D. I. / Les médecins libéraux critiquent la mise en place du système de tiers payant généralisé. Comment voyez-vous leur place dans le système de santé ?
B. H. / Les radiologues perçoivent plus de 90 % de leurs honoraires en « tiers-payant ». Ils n’en sont pas moins des « libéraux » qui exercent en toute indépendance. Ils ne demandent pas à revenir en arrière sur cette situation qui solvabilise leur patientèle et garantit le paiement de leurs actes. Échanger sur leur expérience avec leurs confrères plus réticents améliorerait la situation.
D. I. / La radiologie interventionnelle fait l’objet de nombreuses avancées en termes de traitement mini-invasif pour les patients. D’un autre côté, les radiologues déplorent le manque de remboursement dans cette spécialité. Favoriserez-vous le développement de cette discipline ? Avec les radiologues ?
B. H. / La radiologie interventionnelle est effectivement une voie d’avenir en plein développement. Comme pour toutes les innovations se pose la question de leur nomenclature et de leur tarification. Nous ne doutons pas qu’elle sera favorisée à l’avenir.
D. I. / Le décret d’actes des manipulateurs en électroradiologie médicale prévoit la délégation possible de l’échographie par les médecins. Cela doit-il être encouragé ? Dans quel but ?
B. H. / La priorité, c’est évidemment l’absolue nécessité de garantir la qualité des soins due aux patients.
D. I. / Souhaitez-vous ajouter quelque chose ?

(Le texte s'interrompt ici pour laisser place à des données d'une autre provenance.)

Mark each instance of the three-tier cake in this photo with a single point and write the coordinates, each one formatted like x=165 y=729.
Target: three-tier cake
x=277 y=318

B. H. / Votre discipline a été, et continue à être, un des facteurs essentiels des progrès médicaux d’abord dans le domaine diagnostic, mais aussi désormais thérapeutique. Les patients en sont bien conscients. Alors, même s’il peut y avoir des problèmes ou des difficultés ponctuelles, nous sommes certains du très bel avenir qui sera celui de votre discipline et des professionnels qui l’exercent.